A major pipeline transmission company found itself reconsidering the effectiveness of its maintenance strategy. The company faced a challenge: optimizing asset visibility and implementing remote condition monitoring of equipment health while avoiding a high-cost investment and installation disruptions.
This particular pipeline transfers a variety of products, ranging from gasoline to jet fuel, serving customers via pump stations and storage tanks across the United States. For this customer, it is imperative to ensure that pumping assets are efficient, reliable and safely maintained consistently. The pipeline supports the needs of more than 50 cities, thus making the pumping assets critical to the availability and overall operation.
Technology plays a vital role in day-to-day operations in supporting end user activities, ensuring strict safety regulations, optimizing maintenance and providing data on equipment health. In this case, the pipeline company wanted to significantly improve and innovate upon its current maintenance approach in two ways: by monitoring asset visibility in real-time and trending data for their critical pumping equipment.
Today, there are various options available on the market for machine sensor instrumentation, data analysis and methods of installation. The industrial application of modern technology has led to a significant rise in the industrial internet of things (IIoT). This brought connection infrastructure to machines that previously operated in an analog world, isolated from the end user.
Like many practitioners of condition-based maintenance, the pipeline company had relied on set interval route-based monitoring to trend and manage its assets. For some remote locations, this may look like a monthly or quarterly check-in.

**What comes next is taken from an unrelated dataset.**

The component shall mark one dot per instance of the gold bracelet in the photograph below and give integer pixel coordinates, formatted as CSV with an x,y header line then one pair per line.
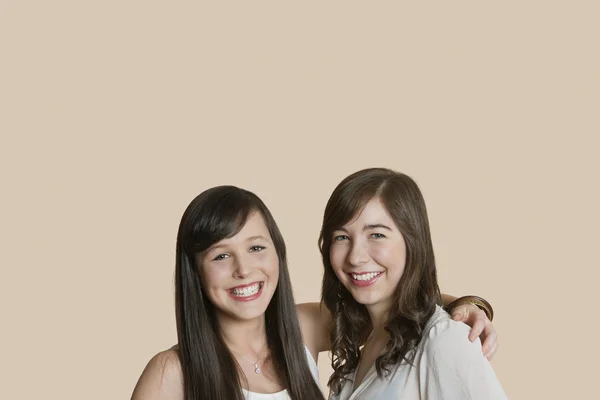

With this data acquisition strategy, users may be vulnerable to intermittent issues between site visits. With interval route-based monitoring, users also may be unable to address recurring equipment issues.
From Route-Based to Remote Monitoring
To transition from route-based, condition-based maintenance to remote-based, the company focused on machine vibration and temperature as primary early condition indicators.
The cost to procure sensors, perform the installation (including power, conduit and data acquisition (DAQ) system) and implement a data analysis platform for those sensors proved to be exorbitant in the past, as compared to a state-of-the-art wireless system.
In partnering with an aftermarket pump service provider with domain expertise in pumps, the pipeline company can extract maximum value from the collected data with confidence in support for their pumping assets.
An IIoT-based solution gave the company a real-time measurement of machine vibration and temperature, as well as increased sampling or trending of machine health. The real-time data allows for users to make educated decisions regarding asset maintenance and associated schedules. It also allows decision-makers to identify issues before escalating and leading to unplanned equipment shutdowns.
Real-Time Vibration & Temperature Data
In this case, the aftermarket pump service provider supplied a total solution by using wireless condition monitoring for the pumping assets while also offering pump repair, engineering and upgrades as opportunities for improvement.
This newly executed system included wireless sensors mounted on pumps, motors and other critical machinery. Collection gateways were then provided to communicate with the sensors, collect data and transmit data to a cloud-based server.
Once data is transmitted to a cloud platform, reliability engineers can access it from web-based software, regardless of their device or operating system. Access to the web-based predictive maintenance (PdM) platform allowed engineers to view data from anywhere, anytime—creating the flexibility required for their day-to-day operations.
The specialized software allows users to monitor and trend condition indicators that are customizable for each sensor and machine.
The main features include overall vibration amplitude and temperature trend data.
The software also offers tools to perform time waveform analysis, FFT spectrum analysis and cross-phase analysis as part of a full suite of vibration analysis tools (Image 3).
As machine data is collected, algorithms develop baseline levels of vibration and determine alarm threshold levels for each asset. Alternatively, user-determined alarm thresholds may be used based on historical data.
If a sensor collects data that crosses a specified alarm threshold, an automatic notification is triggered by the software via email or text message.